SZ-Leser: Nicht, dass ich Ihnen kein Wort glaube, aber wie wäre es, auf meine Argumentation zu antworten.

Al-Jabari Ahmed: Natürlich glauben Sie mir kein Wort. Ein Palästinenser, der sich für Israel ausspricht, ist gegen Ihre kleine Weltanschauung, in der die Menschen so sind, dass Sie alle ständig gegeneinander kämpfen und keinen Kontakt miteinander haben. Willkommen in der Realität

SZ-Leser: Es gibt keine Religionsgleichheit mehr in Israel. Lesen Sie mal das hier: Aljazeera

Al-Jabari Ahmed: Aljazeera? Warum teilen Sie nicht gleich etwas von der Fatah? Hat die gleiche Neutralität. Israel wurde als sicherer Staat unabhängig, als einziger Staat weltweit, in dem Juden offen jüdisch leben können, ohne diskriminiert zu werden. Wenn Sie das wegnehmen wollen, dann wollen Sie genau den gleichen Bullshit, der bei Hexenjagden gegen Juden endete. Wenn Menschen diese Werte nicht mögen, können sie gerne woanders leben. Dies ist ein Einwanderungsland, niemand kam dort hin, ohne zu wissen, was ihn erwartet. Das ist, als würden Sie sich ein Haus neben einem Flughafen kaufen und sich dann wegen des Lärms beschweren. Ich habe alle Rechte in diesem Land. Ich kann alles werden, sogar Politiker. Ich könnte verdammt nochmal sogar Premierminister werden. Alle meine Dokumente kann ich in vier verschiedenen Sprachen haben, einschließlich Arabisch. Die Knesset und die Gerichtssprache sind Hebräisch und Arabisch. Ich kann sogar an mehr Orte gehen als Juden, denn Juden dürfen selbst in diesem Land nicht alle arabischen Stellen besuchen, aber die Araber dürfen alle jüdischen Stellen besuchen. Ich kann wählen, ob ich zum Militär möchte. Ich kann wählen, ob ich eine arabische oder eine hebräische Schule besuchen möchte. Ihr Artikel von Aljazeera spricht von Besetzung und vom Rückkehrrecht. Es gibt keine Besetzung. Palästinensische Zivilisten waren immer gegen die Definition des UNRWA-Rückkehrrechts. Wen interessiert es, was Nicht-Israelis denken? Israel macht das Gesetz für Israel. Die Palästinensische Autonomiebehörde macht das Gesetz für palästinensische Gebiete. Da beschweren Sie sich aber nicht. Wann hätte ich das letzte Mal in meinem Leben dort wählen können? Lassen Sie mich nachdenken. Oh, stimmt ja, nie. Ich bin einfach zu jung. In Palästina gibt es seit über fünfzehn Jahren keine Wahlen mehr.
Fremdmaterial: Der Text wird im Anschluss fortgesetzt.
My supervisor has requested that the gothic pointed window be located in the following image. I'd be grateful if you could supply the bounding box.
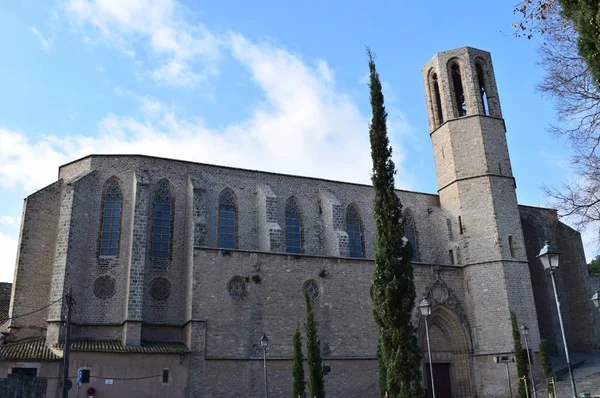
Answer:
[508,235,517,257]
[475,62,490,116]
[151,180,173,259]
[346,205,363,257]
[450,63,467,117]
[404,213,419,261]
[219,189,237,249]
[99,177,122,257]
[429,71,444,127]
[285,198,302,253]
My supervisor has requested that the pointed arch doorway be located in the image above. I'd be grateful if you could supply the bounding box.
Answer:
[419,304,474,398]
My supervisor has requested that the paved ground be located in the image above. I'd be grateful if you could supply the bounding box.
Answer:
[538,350,600,398]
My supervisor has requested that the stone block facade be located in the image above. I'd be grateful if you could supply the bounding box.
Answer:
[4,47,600,397]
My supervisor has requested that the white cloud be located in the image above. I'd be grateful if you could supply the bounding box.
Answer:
[28,26,52,51]
[0,35,408,191]
[0,216,18,227]
[64,0,220,86]
[0,232,17,282]
[0,5,411,280]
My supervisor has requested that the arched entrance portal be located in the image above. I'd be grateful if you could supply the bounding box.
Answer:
[419,304,474,398]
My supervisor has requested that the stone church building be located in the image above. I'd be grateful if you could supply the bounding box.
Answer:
[0,47,600,398]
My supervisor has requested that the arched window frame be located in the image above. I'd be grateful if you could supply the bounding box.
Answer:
[508,235,517,258]
[98,176,123,257]
[217,188,238,249]
[285,196,304,254]
[447,58,469,117]
[150,179,175,260]
[402,209,419,261]
[428,68,444,128]
[475,58,491,116]
[346,203,365,258]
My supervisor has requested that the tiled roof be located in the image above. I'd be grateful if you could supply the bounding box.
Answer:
[56,340,190,354]
[0,338,61,361]
[0,337,190,361]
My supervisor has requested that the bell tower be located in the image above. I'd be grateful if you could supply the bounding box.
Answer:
[422,47,539,397]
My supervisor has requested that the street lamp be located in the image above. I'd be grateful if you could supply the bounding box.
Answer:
[521,324,537,398]
[419,297,435,398]
[537,240,577,398]
[260,333,269,398]
[592,290,600,310]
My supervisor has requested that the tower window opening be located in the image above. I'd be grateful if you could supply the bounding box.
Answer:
[508,235,517,257]
[450,64,467,117]
[431,73,444,126]
[475,63,490,116]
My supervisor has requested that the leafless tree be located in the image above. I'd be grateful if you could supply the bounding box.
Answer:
[514,0,600,243]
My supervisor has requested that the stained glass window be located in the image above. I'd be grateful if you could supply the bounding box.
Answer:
[100,178,122,256]
[219,190,236,249]
[152,181,173,259]
[285,198,302,253]
[346,205,363,257]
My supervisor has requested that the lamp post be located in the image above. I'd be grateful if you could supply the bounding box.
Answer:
[591,290,600,310]
[260,333,269,398]
[419,297,435,398]
[521,324,537,398]
[537,240,577,398]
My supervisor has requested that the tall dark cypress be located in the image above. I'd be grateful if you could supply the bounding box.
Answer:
[367,49,423,398]
[304,294,325,398]
[292,326,306,398]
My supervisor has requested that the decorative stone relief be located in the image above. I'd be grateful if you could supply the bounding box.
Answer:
[423,269,468,325]
[150,276,171,300]
[227,276,248,300]
[302,279,321,300]
[94,275,117,300]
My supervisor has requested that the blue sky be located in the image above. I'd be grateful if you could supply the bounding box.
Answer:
[0,0,580,281]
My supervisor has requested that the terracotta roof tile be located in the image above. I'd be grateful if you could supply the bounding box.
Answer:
[0,338,61,361]
[56,340,190,354]
[0,337,190,361]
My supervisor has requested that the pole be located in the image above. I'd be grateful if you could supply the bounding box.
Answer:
[521,376,529,398]
[504,362,513,398]
[550,270,577,398]
[524,334,537,398]
[63,287,73,398]
[263,347,269,398]
[425,317,435,398]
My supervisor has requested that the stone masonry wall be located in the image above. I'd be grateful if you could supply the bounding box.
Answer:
[9,181,62,339]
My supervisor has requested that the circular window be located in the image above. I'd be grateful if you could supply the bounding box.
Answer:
[150,277,171,300]
[94,275,117,300]
[302,279,321,300]
[227,276,248,300]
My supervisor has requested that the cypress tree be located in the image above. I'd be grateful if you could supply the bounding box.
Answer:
[304,294,325,398]
[510,311,530,398]
[292,326,306,398]
[559,0,600,89]
[367,49,423,398]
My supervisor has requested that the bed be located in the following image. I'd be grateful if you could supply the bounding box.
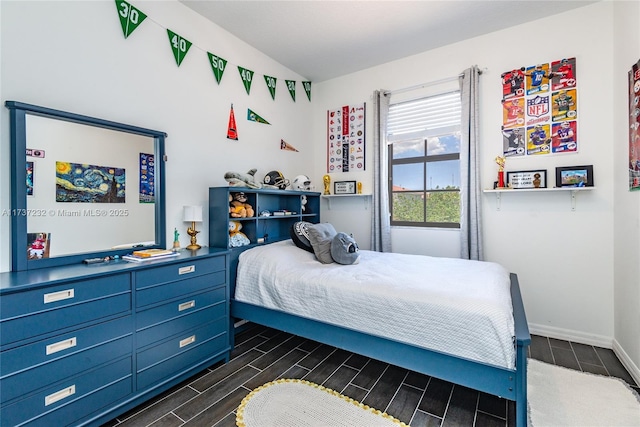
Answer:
[230,240,531,426]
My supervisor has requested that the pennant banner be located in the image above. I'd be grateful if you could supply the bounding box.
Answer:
[167,28,191,67]
[264,74,278,101]
[280,139,298,153]
[302,82,311,101]
[227,104,238,141]
[116,0,147,39]
[207,52,227,84]
[285,80,296,102]
[247,108,271,125]
[238,65,253,95]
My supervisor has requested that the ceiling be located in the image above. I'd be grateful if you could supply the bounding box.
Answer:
[179,0,596,82]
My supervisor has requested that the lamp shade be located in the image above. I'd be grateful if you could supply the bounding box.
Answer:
[183,206,202,222]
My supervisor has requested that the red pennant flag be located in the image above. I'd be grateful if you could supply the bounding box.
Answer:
[227,104,238,141]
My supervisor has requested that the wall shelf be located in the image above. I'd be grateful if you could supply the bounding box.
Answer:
[483,187,595,211]
[321,194,373,210]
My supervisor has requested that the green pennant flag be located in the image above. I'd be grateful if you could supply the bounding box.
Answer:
[285,80,296,102]
[247,108,271,125]
[302,82,311,101]
[238,65,253,95]
[167,28,191,67]
[116,0,147,39]
[207,52,227,84]
[264,74,278,101]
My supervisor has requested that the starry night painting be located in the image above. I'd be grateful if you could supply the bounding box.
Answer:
[56,161,125,203]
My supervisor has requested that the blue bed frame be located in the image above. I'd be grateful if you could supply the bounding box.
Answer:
[230,249,531,427]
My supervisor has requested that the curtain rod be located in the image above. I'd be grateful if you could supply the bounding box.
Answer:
[383,68,487,96]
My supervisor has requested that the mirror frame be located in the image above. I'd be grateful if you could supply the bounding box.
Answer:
[5,101,167,271]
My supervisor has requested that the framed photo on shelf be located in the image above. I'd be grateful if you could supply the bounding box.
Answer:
[333,181,356,194]
[507,169,547,188]
[556,165,593,188]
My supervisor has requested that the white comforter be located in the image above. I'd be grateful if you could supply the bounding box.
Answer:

SZ- und Al-Jazeera-Leser: In den USA oder in der Apartheid in Südafrika gab es immer Schwarze, die rassistische Gesetze verteidigten. Aber natürlich war es immer eine winzige Minderheit. Gleiches gilt hier für Sie als angeblicher Palästinenser zugunsten Israels.

Al-Jabari Ahmed: Sie wissen nicht mal wer ich bin. „Angeblicher Palästinenser“. Was kommt als nächstes, Junge? Die palästinensische Arbeiterklasse ist für Israel. Ihre Meinung ist eine Meinung, die von Fatah und Hamas gestützt wird. Ich bin übrigens gegen Netanyahu und ich muss kein Fan von ihm sein. Es ist aber keine „Apartheid“, wenn man das gleiche Stimmrecht hat, die selben Straßen benutzt, in der selben Regierung ist, die selbe Sprache spricht und die gleichen Arbeitsbedingungen hat. Es tut mir leid, dass ich Ihr Bild zerstören muss, weißer Mann.

 

Dieses Gespräch bringt einiges auf den Punkt. Hier sehen wir die typische Arroganz eines Deutschen, der einem Palästinenser seine Identität abspricht, wenn er es wagt, sich nicht so zu verhalten, wie es von ihm erwartet wird, nämlich als Israelkritiker.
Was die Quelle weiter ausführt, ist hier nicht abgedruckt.